Personal information
- Full name: Peter Francis Williams
- Date of birth: 15 April 1867
- Place of birth: Ballarat East, Victoria
- Date of death: 3 March 1949 (aged 81)
- Place of death: Royal Park, Melbourne
- Original team(s): Ballarat Second Twenty

Playing career^{1}
- Years: Club / Games (Goals)
- 1890-1895: Carlton (VFA) / 94 (32)
- 1897–1899, 1901: Carlton / 34 (1)
- Total:  / 128 (33)
- ^{1} Playing statistics correct to the end of 1901.

Career highlights
- Leading goalkicker 1890 (20);

= Peter Williams (Australian footballer, born 1867) =

Australian rules footballer

Peter Francis Williams (15 April 1867 – 3 March 1949) was an Australian rules footballer who played with Carlton in the VFA and Victorian Football League (VFL). He was appointed captain of Carlton in 1894, but resigned after Carlton finished last.

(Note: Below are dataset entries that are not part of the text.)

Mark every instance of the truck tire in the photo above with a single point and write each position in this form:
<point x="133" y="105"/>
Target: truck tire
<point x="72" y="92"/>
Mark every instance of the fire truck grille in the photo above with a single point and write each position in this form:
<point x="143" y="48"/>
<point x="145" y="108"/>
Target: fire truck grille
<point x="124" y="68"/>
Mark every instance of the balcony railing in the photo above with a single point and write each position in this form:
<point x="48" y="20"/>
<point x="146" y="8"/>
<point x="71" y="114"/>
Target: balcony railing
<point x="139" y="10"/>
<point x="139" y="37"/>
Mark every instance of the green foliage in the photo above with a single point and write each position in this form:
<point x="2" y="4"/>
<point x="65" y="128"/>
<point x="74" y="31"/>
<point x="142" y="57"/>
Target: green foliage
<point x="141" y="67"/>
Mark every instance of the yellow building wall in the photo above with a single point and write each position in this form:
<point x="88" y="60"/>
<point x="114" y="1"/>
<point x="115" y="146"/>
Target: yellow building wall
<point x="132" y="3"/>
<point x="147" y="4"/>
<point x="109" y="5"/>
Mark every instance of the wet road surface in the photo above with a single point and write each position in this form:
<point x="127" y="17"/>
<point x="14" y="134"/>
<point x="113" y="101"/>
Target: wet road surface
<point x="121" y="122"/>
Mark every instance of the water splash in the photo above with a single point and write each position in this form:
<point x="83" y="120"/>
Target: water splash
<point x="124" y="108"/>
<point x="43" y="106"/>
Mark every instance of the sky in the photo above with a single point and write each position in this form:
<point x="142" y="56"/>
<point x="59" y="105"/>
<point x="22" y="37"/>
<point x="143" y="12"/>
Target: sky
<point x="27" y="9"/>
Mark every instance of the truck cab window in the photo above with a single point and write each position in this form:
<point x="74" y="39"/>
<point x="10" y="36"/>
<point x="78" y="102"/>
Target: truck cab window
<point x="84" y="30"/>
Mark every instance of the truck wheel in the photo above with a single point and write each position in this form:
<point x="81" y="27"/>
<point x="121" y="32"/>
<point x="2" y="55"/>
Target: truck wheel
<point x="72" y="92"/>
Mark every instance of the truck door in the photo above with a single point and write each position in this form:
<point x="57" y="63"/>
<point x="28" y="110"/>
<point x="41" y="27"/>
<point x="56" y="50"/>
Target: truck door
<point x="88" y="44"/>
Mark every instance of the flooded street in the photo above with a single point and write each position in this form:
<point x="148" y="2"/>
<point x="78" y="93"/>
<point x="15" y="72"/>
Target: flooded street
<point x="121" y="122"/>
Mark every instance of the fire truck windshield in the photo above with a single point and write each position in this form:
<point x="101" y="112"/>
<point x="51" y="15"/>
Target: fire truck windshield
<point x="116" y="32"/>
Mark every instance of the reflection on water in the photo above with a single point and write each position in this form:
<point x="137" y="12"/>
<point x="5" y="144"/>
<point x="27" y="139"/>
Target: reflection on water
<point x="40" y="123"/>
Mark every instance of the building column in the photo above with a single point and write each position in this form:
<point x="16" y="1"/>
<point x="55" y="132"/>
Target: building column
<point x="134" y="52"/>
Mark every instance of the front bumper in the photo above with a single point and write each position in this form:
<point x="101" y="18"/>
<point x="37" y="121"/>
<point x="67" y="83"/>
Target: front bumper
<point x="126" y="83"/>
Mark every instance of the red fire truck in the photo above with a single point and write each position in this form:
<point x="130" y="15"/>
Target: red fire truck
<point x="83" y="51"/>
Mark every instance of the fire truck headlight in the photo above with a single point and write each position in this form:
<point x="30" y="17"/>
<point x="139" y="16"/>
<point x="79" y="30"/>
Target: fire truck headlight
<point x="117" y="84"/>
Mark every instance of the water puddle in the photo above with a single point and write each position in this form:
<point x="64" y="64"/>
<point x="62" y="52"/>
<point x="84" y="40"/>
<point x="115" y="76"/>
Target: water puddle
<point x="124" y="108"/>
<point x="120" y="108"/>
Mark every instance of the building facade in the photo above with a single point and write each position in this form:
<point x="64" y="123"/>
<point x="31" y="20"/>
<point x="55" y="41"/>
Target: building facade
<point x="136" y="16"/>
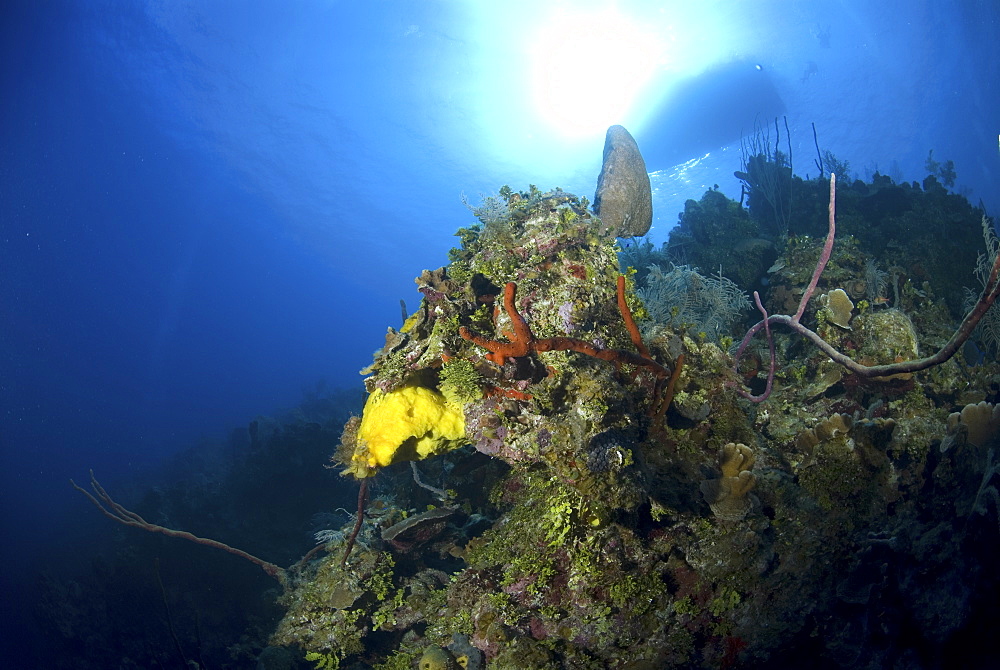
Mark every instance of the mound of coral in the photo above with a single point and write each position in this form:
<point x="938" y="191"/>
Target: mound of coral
<point x="552" y="489"/>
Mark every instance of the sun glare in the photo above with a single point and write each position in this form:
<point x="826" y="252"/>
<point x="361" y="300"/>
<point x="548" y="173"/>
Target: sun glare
<point x="588" y="68"/>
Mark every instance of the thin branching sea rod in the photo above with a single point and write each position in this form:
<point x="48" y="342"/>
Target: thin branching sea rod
<point x="989" y="294"/>
<point x="990" y="272"/>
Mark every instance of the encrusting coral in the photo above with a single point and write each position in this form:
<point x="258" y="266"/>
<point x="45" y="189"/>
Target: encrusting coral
<point x="556" y="519"/>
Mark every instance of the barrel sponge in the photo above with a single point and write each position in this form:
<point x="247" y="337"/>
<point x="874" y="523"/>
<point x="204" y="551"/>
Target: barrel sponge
<point x="410" y="423"/>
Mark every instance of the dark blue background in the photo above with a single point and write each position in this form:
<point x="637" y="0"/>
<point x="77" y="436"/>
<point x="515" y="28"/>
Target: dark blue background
<point x="205" y="210"/>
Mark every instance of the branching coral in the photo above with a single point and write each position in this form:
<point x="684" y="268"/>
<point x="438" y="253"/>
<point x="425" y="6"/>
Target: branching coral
<point x="991" y="290"/>
<point x="523" y="341"/>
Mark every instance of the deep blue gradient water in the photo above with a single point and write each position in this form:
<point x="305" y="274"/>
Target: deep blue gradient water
<point x="207" y="208"/>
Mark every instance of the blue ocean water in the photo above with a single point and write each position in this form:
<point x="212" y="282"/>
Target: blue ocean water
<point x="208" y="209"/>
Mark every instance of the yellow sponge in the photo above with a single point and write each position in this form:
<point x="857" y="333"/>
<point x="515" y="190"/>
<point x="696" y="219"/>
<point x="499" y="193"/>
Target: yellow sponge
<point x="408" y="424"/>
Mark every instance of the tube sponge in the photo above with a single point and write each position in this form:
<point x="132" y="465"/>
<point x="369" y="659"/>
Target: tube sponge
<point x="408" y="424"/>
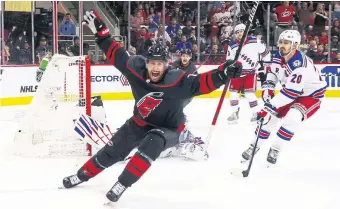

During the season, he had upset club officials after he and a teammate failed to appear for a match against Collingwood. Carlton retained him as a player for 1895, even though he had considered crossing to North Melbourne, but was injured in Round 9 and missing the remainder of that season and all of 1896.

He was 30 years old when the VFL began in 1897, and he made his VFL debut in Round 2 against South Melbourne, his first game in 18 months. He played 11 matches that year, including his 100th for the club, and played 11 matches in each of 1898 and 1899 before he retired.

He returned for one game in Round 5 1901, when Carlton were short of players for a match against St Kilda, and kicked his first goal since 1896.